L'évacuation de quelques bases de colons en Judée et en Samarie constitue un élément supplémentaire attestant que la phase d'application a commencé en octobre. Les évacuations s'inscrivent dans le cadre d'un processus qui permettra, pour ainsi dire, de «concentrer» les colonies juives. Le morcellement des colonies pose un problème qu'il faut résoudre tant du côté de leur sécurité que de la protection des habitants.
Le gouvernement a d'abord envisagé d'évacuer les colonies illégales dans l'ensemble de la Judée et de la Samarie.
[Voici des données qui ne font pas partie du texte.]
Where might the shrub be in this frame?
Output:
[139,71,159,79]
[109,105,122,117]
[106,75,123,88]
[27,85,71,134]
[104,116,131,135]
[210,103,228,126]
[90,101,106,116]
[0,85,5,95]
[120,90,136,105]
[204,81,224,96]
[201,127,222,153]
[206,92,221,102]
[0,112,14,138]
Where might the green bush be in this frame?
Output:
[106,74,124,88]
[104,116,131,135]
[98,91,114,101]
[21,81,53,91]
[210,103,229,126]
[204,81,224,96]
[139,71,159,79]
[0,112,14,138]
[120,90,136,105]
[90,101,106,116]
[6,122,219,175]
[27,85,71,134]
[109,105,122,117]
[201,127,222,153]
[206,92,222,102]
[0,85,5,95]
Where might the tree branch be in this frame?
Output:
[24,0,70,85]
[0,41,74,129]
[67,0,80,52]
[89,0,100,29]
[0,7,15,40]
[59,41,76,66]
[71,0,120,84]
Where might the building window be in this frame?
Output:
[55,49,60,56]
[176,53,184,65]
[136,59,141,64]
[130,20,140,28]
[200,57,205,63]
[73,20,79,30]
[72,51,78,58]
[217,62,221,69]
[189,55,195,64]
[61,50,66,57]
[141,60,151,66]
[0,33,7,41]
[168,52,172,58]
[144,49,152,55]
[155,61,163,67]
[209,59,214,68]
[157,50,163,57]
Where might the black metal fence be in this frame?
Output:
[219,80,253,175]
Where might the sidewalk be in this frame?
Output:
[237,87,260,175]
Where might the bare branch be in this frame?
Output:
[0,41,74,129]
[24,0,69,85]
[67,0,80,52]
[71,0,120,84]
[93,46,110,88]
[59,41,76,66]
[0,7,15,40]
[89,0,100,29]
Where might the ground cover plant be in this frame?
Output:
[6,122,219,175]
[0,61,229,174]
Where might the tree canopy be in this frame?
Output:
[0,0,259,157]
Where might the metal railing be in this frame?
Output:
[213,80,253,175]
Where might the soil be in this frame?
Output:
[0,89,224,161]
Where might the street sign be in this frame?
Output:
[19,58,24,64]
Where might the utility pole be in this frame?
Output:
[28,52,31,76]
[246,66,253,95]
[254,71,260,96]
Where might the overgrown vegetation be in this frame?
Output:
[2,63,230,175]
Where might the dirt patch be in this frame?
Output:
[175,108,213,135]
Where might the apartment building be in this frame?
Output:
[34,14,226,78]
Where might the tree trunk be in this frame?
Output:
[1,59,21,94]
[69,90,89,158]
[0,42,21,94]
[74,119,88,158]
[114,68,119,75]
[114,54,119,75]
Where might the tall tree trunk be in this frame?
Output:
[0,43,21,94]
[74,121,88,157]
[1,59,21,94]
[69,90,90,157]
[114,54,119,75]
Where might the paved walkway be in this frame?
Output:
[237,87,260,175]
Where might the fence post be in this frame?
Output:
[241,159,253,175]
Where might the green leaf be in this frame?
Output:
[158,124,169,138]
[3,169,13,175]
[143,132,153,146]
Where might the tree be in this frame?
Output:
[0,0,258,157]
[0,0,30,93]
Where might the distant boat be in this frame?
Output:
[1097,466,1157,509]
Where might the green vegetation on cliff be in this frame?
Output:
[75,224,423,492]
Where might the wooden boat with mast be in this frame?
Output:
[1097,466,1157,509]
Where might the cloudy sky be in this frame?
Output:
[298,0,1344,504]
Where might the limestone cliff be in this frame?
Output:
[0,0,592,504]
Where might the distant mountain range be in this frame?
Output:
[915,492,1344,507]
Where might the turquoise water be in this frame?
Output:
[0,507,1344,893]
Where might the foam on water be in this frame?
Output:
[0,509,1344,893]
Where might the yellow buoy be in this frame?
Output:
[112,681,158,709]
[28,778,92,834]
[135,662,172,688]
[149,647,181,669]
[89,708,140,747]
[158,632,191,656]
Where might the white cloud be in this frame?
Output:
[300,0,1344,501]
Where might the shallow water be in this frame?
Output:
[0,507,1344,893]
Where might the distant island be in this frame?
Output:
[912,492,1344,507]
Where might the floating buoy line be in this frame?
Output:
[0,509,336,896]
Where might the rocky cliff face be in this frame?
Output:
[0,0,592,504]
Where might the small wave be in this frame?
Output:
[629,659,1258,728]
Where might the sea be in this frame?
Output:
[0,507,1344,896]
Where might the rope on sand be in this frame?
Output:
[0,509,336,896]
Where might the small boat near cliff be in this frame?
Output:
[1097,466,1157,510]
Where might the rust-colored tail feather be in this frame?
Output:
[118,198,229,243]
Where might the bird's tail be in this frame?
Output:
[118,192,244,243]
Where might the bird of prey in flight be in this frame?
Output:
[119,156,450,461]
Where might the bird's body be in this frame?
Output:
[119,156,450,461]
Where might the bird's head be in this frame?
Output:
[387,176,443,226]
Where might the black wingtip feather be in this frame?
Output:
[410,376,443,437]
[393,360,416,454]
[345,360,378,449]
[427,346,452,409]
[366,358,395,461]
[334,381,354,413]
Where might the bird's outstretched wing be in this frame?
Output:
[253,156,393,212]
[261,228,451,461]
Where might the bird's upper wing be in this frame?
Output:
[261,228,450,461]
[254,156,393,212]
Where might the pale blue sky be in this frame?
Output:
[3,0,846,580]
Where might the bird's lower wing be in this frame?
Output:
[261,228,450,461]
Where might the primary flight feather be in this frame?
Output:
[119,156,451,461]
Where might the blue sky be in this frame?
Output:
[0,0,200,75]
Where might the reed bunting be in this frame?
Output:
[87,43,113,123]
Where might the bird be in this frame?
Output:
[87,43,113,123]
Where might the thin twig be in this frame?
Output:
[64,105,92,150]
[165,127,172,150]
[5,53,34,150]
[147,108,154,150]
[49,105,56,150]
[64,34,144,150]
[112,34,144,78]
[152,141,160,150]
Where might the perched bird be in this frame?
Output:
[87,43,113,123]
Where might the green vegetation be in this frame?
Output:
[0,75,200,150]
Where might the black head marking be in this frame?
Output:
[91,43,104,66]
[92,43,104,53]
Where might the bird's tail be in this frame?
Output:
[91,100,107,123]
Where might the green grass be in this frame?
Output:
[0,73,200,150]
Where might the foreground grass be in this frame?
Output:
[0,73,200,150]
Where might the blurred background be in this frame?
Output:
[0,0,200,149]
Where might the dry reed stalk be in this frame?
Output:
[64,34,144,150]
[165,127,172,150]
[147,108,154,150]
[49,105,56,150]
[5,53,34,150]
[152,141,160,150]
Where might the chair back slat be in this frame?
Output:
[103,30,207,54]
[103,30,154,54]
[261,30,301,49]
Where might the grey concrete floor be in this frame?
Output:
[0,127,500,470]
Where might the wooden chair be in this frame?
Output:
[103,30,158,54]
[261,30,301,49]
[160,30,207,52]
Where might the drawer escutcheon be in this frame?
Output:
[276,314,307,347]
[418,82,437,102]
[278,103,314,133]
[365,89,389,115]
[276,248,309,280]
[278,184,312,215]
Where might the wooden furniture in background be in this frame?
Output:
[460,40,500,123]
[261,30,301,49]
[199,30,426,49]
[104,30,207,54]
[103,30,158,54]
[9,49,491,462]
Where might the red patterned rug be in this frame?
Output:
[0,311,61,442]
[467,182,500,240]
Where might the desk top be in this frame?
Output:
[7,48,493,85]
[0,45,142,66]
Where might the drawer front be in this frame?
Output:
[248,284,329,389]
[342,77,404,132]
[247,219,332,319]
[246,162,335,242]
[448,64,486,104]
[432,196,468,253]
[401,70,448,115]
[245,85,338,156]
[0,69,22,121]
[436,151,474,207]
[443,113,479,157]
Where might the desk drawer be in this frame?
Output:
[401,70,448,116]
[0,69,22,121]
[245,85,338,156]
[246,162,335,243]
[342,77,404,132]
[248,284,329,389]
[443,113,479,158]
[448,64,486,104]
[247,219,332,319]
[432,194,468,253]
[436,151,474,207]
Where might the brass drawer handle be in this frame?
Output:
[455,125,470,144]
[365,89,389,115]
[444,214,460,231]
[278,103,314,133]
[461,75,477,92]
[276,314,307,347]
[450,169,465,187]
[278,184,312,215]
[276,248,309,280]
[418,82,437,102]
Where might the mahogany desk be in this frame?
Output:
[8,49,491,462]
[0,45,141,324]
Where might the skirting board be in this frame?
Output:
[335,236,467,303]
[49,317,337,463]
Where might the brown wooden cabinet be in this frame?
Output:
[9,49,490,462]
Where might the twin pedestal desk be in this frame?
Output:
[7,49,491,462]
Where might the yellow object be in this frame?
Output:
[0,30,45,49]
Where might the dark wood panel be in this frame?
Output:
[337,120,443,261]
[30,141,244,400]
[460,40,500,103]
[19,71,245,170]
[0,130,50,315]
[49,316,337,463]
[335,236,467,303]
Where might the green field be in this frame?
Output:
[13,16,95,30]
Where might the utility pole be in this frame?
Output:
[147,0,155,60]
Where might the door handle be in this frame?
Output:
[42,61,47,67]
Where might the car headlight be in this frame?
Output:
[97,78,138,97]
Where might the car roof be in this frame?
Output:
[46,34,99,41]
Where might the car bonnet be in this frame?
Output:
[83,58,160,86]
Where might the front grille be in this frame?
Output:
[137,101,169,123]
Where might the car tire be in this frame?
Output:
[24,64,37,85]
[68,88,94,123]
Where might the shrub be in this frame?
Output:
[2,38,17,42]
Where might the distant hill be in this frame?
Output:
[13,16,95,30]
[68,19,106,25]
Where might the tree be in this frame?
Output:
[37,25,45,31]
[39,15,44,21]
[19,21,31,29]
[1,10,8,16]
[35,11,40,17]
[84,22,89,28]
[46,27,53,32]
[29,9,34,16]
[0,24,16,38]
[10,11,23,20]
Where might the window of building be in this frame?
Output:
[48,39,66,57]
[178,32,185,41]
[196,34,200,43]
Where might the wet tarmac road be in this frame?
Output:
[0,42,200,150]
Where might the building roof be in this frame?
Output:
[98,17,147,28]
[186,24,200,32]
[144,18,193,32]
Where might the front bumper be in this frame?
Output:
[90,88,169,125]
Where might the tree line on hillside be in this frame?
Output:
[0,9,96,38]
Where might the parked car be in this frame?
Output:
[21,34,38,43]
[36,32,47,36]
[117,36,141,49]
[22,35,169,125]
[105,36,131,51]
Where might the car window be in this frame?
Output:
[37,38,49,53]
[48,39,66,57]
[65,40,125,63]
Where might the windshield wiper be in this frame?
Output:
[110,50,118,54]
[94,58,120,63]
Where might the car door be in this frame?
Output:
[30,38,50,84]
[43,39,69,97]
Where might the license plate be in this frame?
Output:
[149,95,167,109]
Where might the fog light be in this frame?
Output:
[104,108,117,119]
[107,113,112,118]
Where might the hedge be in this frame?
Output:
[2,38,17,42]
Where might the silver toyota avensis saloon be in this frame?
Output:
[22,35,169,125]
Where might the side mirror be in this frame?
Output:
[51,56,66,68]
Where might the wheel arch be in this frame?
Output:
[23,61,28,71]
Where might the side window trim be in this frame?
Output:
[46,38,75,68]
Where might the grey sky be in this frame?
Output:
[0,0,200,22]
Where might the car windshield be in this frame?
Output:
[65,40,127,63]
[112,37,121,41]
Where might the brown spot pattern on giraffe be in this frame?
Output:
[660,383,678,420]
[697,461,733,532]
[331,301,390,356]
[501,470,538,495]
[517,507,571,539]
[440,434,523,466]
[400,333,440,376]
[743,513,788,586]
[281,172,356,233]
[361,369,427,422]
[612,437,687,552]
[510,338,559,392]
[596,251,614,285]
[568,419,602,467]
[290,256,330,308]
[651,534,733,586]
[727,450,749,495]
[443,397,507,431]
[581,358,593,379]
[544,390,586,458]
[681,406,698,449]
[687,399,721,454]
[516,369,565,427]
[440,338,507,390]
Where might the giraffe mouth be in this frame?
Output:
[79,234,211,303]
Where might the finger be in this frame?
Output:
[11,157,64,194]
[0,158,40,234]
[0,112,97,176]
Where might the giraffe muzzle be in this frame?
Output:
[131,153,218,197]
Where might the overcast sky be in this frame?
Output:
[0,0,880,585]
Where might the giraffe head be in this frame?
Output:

Il s'agit de 47 points d'appui, dont la plupart se sont créés après les dernières élections. Ces points d'appui n'ont jamais été approuvés durant la période transitoire (c'est-à-dire avant que le nouveau gouvernement n'entre en fonction), excepté par des fonctionnaires subalternes.
L'annonce de la volonté d'évacuer ces colonies a provoqué une tempête d'indignation tant parmi les membres du Likoud, dans l'opposition, qu'auprès des colons proprement dits. Barak, conscient de la puissance de ces protestations, a au moins réussi à affaiblir la vague. Il a exprimé publiquement sa sympathie et son soutien pour le «travail des colons en Judée, en Samarie et à Gaza.>, Il a en outre accepté de mener des négociations avec les dirigeants du Conseil des colons au sujet des évacuations.
Ces négociations ont en effet eu lieu, et il a récemment été décidé d'évacuer 12 de ces 47 colonies. Les chefs des colons ont présenté cette décision comme «un grand succès à [notre] avantage». Selon eux, les colonies à évacuer sont «pratiquement désertes». En même temps, la décision a permis d'éviter l'évacuation des 35 autres colonies, elles aussi illégales.
Bien que l'on ait tenté de présenter l'affaire sous un jour positif, les milieux d'extrême-droite des colonies ont déclaré sans ambiguïté qu'ils n'accepteraient pas cette décision. Dans les milieux de droite, des milliers de personnes ont signalé très clairement qu'ils se défendraient physiquement contre l'application de cette décision, précisant toutefois que ce serait «dans le cadre légal». De fait, en voulant évacuer quelques bases, l'armée et la police se sont heurtées à une résistance acharnée de la part des jeunes colons.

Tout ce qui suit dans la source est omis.